Posted by JMOR on April 09, 2009 at 05:15:12 from (72.181.158.237):
In Reply to: Farmall 460 coil posted by IOWA FARM on April 08, 2009 at 06:53:45:
John T said: (quoted from post at 14:49:44 04/08/09) Yo Jim, Im not aware of any Thermistor (a resistor that increases in ohms over time as it heats up) use in our old tractors, but believe Ford or someone used it in some automotive applications?????????? It would save a lot of the start by pass and normal ballast problems fer sure.
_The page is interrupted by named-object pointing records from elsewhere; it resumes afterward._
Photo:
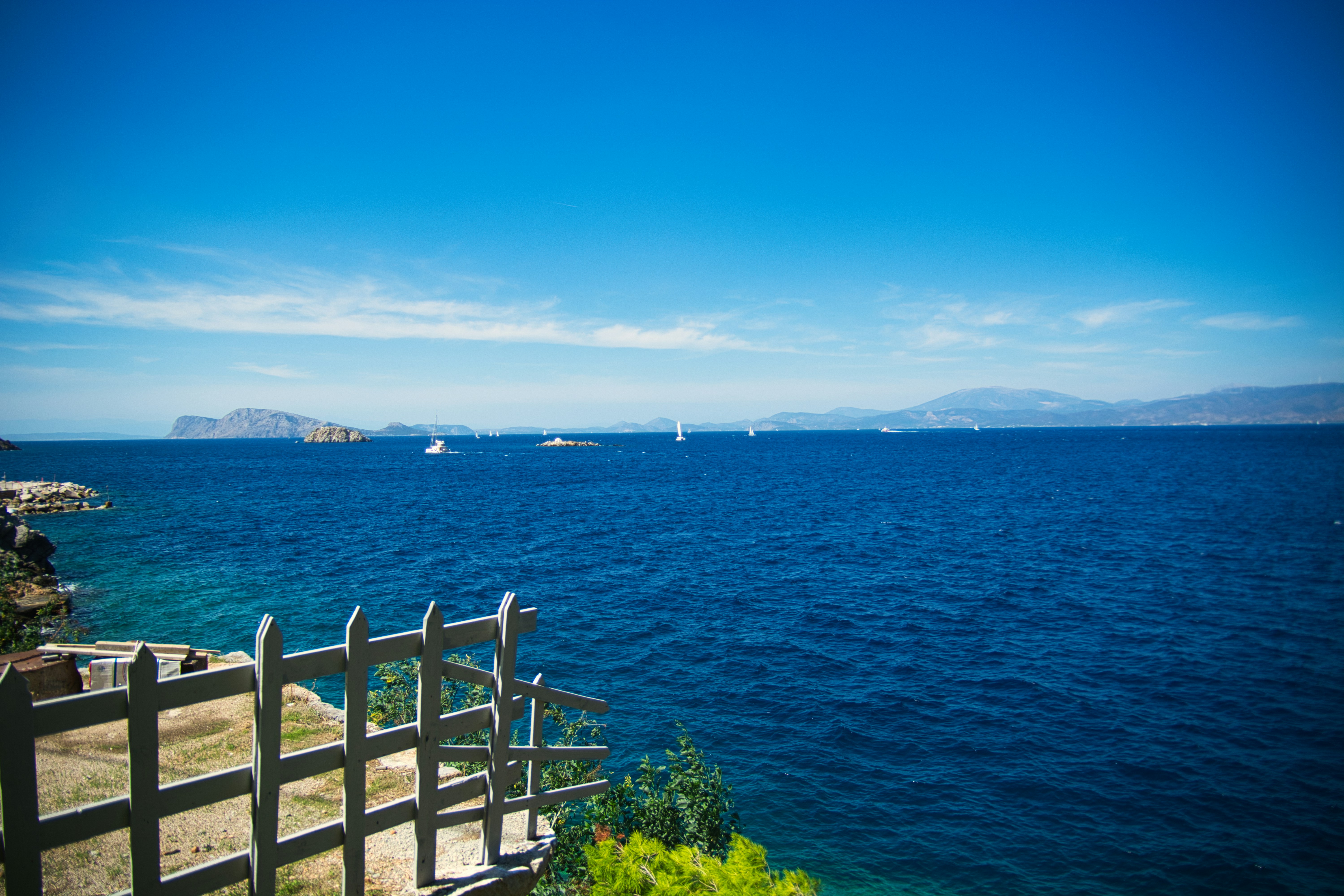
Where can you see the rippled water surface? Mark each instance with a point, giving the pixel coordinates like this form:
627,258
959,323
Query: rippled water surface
1017,661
While on the subject, many here refer to 12 volt coils as being "internally ballasted" sort of like in part of the can theres this stand alone discrete actual RESISTOR. Although a few such did exist, some of which had a lil ring around the can separating the resistor portion, and jdemaris or SoundGuy or someone once even posted pics of old coils with actual internal resistors (some of which were used in circa thirties cars I believe), MANY OF THE TYPICAL GARDEN VARIETY 12 VOLT COILS ACTUALLY HAVE NO INTERNAL BALLAST RESISTORS, but their increased resistance is simply due to more coil wire length or higher resistance wire ANYONE WANNA TAKE ISSUE WITH THAT feel free, its the best info I have available.
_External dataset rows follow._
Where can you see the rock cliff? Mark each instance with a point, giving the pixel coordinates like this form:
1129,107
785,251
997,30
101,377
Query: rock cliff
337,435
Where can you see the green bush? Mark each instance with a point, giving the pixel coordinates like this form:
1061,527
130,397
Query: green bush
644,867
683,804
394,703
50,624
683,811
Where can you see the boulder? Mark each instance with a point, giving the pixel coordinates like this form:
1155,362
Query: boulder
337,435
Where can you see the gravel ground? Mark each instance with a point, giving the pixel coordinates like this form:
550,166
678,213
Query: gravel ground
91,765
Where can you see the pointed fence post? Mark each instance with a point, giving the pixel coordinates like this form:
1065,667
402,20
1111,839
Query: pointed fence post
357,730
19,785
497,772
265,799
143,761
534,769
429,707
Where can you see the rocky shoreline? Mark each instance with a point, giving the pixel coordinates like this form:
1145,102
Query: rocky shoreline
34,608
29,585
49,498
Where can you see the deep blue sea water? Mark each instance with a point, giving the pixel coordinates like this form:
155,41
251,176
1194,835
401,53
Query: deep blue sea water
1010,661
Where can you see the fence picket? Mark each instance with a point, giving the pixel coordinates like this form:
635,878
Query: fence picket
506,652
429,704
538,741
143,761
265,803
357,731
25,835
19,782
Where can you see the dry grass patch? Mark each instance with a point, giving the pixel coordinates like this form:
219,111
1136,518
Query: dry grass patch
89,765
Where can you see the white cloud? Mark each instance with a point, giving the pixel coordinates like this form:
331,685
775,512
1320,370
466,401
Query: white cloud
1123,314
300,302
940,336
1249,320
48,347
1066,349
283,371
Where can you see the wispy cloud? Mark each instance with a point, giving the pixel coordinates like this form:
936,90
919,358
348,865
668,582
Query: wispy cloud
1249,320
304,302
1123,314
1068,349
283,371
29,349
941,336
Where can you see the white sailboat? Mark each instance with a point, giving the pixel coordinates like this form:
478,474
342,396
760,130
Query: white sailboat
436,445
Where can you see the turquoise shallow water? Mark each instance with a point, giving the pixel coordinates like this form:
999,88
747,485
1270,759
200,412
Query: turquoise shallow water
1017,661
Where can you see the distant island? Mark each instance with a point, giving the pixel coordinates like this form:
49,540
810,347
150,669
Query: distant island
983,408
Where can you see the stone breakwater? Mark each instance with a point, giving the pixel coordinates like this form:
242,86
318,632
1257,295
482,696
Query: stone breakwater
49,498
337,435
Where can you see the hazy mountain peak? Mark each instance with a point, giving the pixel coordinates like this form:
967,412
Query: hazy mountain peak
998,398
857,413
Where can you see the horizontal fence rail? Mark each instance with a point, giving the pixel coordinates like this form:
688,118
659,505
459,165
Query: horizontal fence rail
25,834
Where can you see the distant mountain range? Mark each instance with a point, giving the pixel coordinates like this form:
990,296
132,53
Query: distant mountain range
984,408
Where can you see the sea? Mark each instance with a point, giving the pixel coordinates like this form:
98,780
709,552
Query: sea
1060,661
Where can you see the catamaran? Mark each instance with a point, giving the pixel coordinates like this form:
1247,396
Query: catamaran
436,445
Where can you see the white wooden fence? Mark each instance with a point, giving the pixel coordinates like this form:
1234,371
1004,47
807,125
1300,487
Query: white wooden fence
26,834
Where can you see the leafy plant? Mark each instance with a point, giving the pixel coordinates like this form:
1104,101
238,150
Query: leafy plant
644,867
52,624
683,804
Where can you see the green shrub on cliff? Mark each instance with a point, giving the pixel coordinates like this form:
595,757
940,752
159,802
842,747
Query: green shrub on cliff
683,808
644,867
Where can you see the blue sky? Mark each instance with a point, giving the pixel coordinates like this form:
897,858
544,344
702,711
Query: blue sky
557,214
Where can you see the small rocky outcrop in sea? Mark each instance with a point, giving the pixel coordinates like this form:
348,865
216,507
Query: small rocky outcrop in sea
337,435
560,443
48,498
Maybe you or Bob M or jd or someone has details or specs or data on the subject?? But far as I know most typical 40's n 50's tractor 12 volt tractor coils DO NOT have an internal pure stand alone discrete resistor hid somewhere inside there
Yall take care now
John T
Copper wire winding.
You don't need any external current control (thermistor, temperature dependent resistance or whatever) to obtain a higher start current than the all-day-run-current.
Example:
1.7 ohm primary, 200 turns of 26GA wire or about 42 feet
current @ 68F is 7.4v/1.7 ohms=4.35Amps
then pull hard all day & say coil is 200F (heat from current + engine it is bolted to). It won't take you long to feel of it!
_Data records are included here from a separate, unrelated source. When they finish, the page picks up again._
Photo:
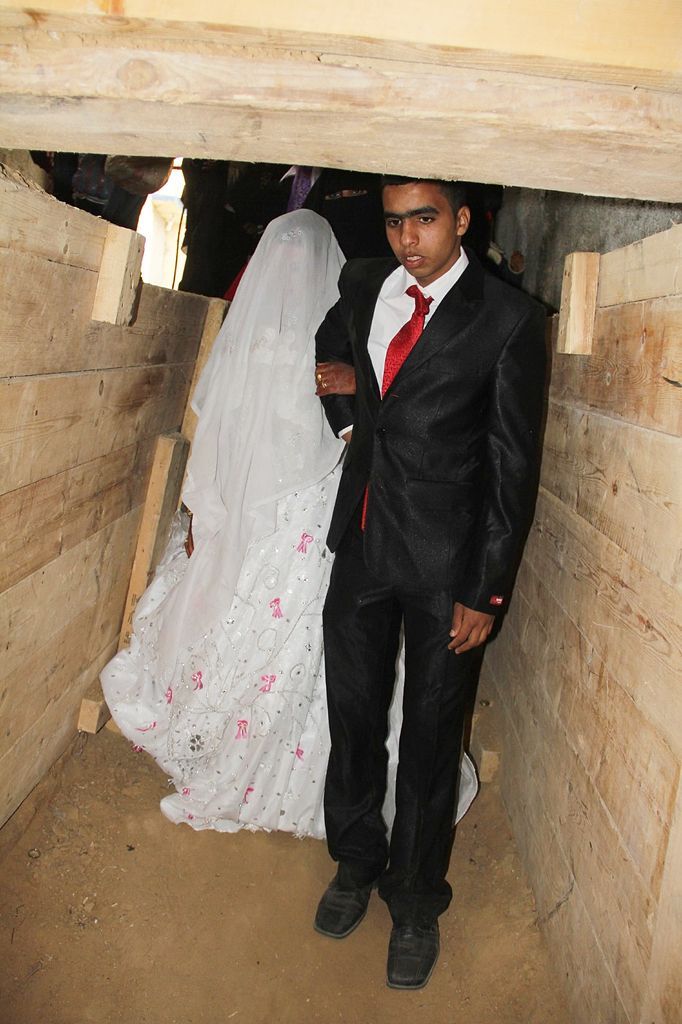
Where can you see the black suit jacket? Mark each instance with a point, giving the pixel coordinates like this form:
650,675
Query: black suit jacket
451,453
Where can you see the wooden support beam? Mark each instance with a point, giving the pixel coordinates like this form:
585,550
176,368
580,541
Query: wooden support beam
579,303
161,503
94,711
119,275
111,85
215,314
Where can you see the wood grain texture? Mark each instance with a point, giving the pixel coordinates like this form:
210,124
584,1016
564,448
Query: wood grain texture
215,314
628,613
579,303
28,761
641,43
45,326
96,90
119,275
650,268
561,908
635,369
621,904
622,479
52,423
42,520
163,495
33,222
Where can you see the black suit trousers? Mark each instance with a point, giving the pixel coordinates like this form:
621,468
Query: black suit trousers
363,619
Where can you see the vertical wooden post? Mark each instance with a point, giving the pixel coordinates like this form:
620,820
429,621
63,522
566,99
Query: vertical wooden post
161,503
579,303
215,314
119,275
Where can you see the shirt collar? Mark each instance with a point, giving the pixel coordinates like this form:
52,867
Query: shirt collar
438,288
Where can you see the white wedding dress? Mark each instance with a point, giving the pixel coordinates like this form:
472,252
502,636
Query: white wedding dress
223,682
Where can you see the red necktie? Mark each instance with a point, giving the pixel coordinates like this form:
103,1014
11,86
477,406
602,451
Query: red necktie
400,346
398,349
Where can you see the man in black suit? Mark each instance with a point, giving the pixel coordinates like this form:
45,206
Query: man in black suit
433,506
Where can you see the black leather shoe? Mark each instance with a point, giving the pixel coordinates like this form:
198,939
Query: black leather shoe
413,952
340,910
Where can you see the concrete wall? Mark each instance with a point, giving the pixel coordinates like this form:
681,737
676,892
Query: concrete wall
547,225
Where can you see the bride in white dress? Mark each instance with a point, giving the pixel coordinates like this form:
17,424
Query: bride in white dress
223,680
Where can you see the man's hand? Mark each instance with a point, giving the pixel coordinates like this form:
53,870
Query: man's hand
470,629
335,378
189,542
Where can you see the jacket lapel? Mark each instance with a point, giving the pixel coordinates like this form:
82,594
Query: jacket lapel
377,273
455,313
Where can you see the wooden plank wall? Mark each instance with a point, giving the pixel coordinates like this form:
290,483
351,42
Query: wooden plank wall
81,404
587,667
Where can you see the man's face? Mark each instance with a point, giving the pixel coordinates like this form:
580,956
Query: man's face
422,229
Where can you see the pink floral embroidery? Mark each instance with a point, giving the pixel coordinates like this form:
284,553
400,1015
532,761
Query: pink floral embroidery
267,683
302,546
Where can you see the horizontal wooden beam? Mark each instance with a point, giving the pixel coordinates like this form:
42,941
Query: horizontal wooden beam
625,33
113,85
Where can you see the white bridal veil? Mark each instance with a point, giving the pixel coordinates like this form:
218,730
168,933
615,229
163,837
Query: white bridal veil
261,432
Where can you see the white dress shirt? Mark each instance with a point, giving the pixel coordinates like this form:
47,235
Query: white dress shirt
394,308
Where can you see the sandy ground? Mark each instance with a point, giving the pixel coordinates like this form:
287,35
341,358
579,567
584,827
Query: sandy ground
110,913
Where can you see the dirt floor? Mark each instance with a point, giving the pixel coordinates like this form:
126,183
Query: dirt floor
110,913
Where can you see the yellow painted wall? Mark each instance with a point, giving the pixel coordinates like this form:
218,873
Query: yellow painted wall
617,33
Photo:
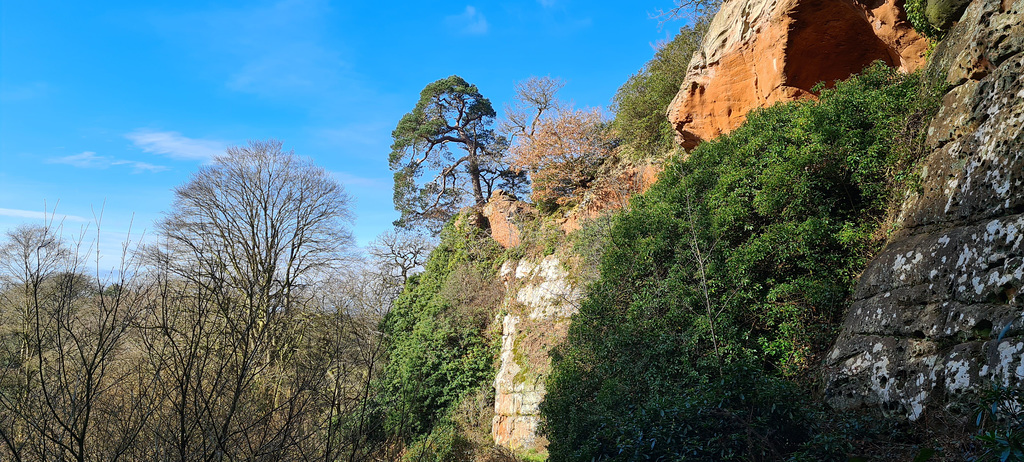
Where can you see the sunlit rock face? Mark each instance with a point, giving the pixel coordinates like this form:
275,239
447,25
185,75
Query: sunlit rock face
505,215
939,311
759,52
541,297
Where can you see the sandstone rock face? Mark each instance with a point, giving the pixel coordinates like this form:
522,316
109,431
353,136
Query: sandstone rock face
539,302
611,192
759,52
504,213
938,312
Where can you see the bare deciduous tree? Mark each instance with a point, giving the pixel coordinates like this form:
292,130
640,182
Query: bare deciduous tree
257,221
560,147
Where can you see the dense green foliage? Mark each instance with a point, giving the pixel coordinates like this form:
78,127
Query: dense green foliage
438,348
641,102
729,277
451,114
copper wire resistance increases as temp rises from 68 to 200=33% or is now at 2.26 ohms and current is down to 7.4/2.26=3.27Amps
a decrease of 1.08Amps or 25% or stated another way, running hot at 75% of cold start current.
Related is the fact that Energy (the heat of the spark ) is proportional to current squared, and thus the hot all-day- run Energy is only 50% of your cold start Energy.
All that with only the copper winding of the coil.
NOTE: Nothing above considers the loss in battery voltage while starter sucks large current.